It was also a DL380 G5, which is now retired, and shortly be removing from the rack...

It took 5 months to resolve.....
Avatar of sglee

ASKER

There is a APC UPS that is below two HP servers (one is running ESXi and the other is running Windows Server). Both HP servers  are connected to the same UPS. The Windows server has not shut itself down so far.
Especially if both PSUs are run from it rather than one directly to the mains. We also don't know if it is set to power on automatically until sglee reboots it.
Avatar of sglee

ASKER

User generated imageI successfully logged in to ILO. Where do I go from here?
iLo 2 Log but the latest IML Entry states...
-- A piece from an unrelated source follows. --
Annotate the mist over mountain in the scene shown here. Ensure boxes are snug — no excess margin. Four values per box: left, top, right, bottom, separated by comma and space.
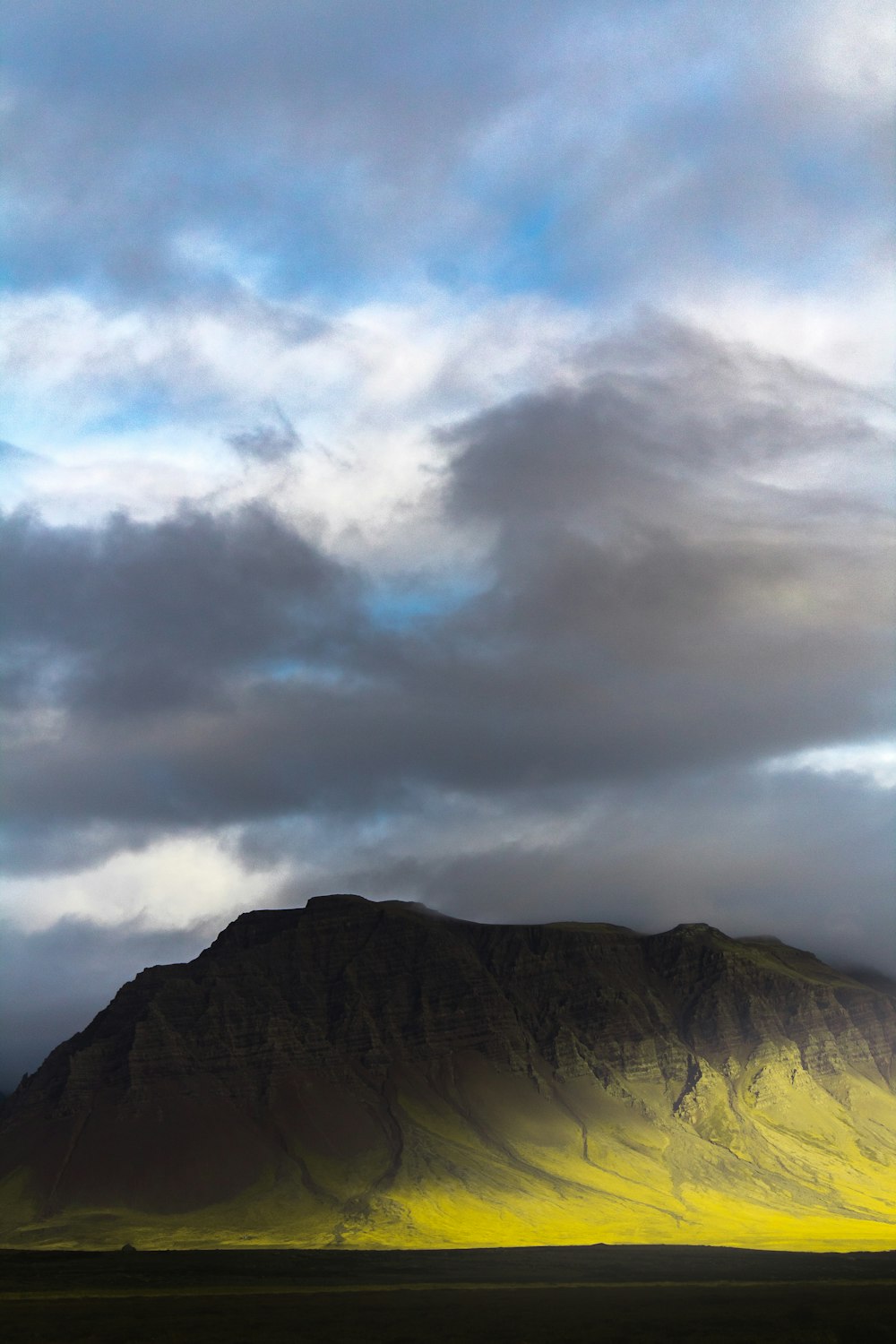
0, 897, 896, 1249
ASR Detected by System ROM.

(Automatic Server Recovery!)
Avatar of sglee

ASKER

User generated imageIt turned itself off on Thursday morning last week which is 10/10/19. I turned it on in about an hour after it was turned off.
I think it turned off itself again, I am guessing, sometime Friday evening which would be 10/11/19.
I came in Saturday around noon and turned on the server.
This afternoon, 10/15/19, I turned it off manually and turned it back on.
Who has root access to the server ?

any vCenter Server ?

The event logs on the Windows VMs, do they state unexpected shutdown, e.g. ESXi host crashed, which would usually show a PSOD, not run off.

Any issues with UPS
Avatar of sglee

ASKER

I am the only one who has root access to the server.
No vCenter.
I will check event viewer on two windows VM servers.
IF UPS created this shutdown, then there are two physical servers that are hooked up to this UPS and would have shutdown both servers.
I would have thought you would have seen some power restored items in the logs I know on my g6 if I restart the machine i.e. updates etc I will see the power restored items (also ilo2)
under power management do you have the automatic power on set to off ?
User generated image
is apc powerchute configured to shutdown the server when the battery gets low?
Avatar of sglee

ASKER

David,

 None of two servers are connected to APC UPS via USB cable.
Avatar of sglee

ASKER

I am going to hook up Windows Server box to APC UPS using USB cable and check out battery charge status.  I will report back.
if you have dual power supplies plug one PS into the UPS and the other into the wall outlet.
Avatar of sglee

ASKER

So far, the ESXi host has not turned itself off.
I have not tested APC US yet.
I was hoping iLO log would help me figure out what went wrong, but unfortunately it did not.
Avatar of sglee

ASKER

This morning users reported that they lost connection from the server.
I went to the site and ESXi host was (1) making very loud constant noise (like airplane taking off) (2) nothing on the screen (3) Power was on.
I turned off the power and turned it back on like I have done in the past two occasions and everything came back normal. I checked the power supplies and all lights were green. No dust that I could see around ventilation holes.
I just checked iLO log and I did not see anything.
I was hoping that I would see some type of "fan" related messages recorded before it became "frozen".
Since I have not used iLO before, I am not familiar with what is available in this program to help me identify what went wrong.
Avatar of sglee

ASKER

User generated image
I am going thru screen by screen and category by category in iLO and spotted this log.
Do I need to replace one or both PS units?
Fyi, I have NOT plugged or unplugged power supply units during the past three self shutdowns.
I have replaced one of two power supply units in the last 12 months or so.
When the fans go bonkers the iLO is to blame and that is on the mobo which costs about £50, but as others have said they need to fork out for a new machine. If you buy a new Smart Array based ProLiant with ESXi on a SD card you can move the old disks into it as new rev controllers still read old rev disks since backwards compatibility is guaranteed. Would take less than 30 minutes to migrate but admittedly it would cost about $1000.
Avatar of sglee

ASKER

Based on IML log, do you think I should replace both power supplies?
No. The only events this year are Automatic System Recovery. This is it rebooting itself when it discovers it has hung.
Avatar of sglee

ASKER

"This is it rebooting itself when it discovers it has hung." --> so far, the server turned itself off TWICE and two days ago, the server was found "frozen / hung" with constant LOUD fan noise with screen black screen(no ESXi OS console menu options). I had to power off the server and turn it back on.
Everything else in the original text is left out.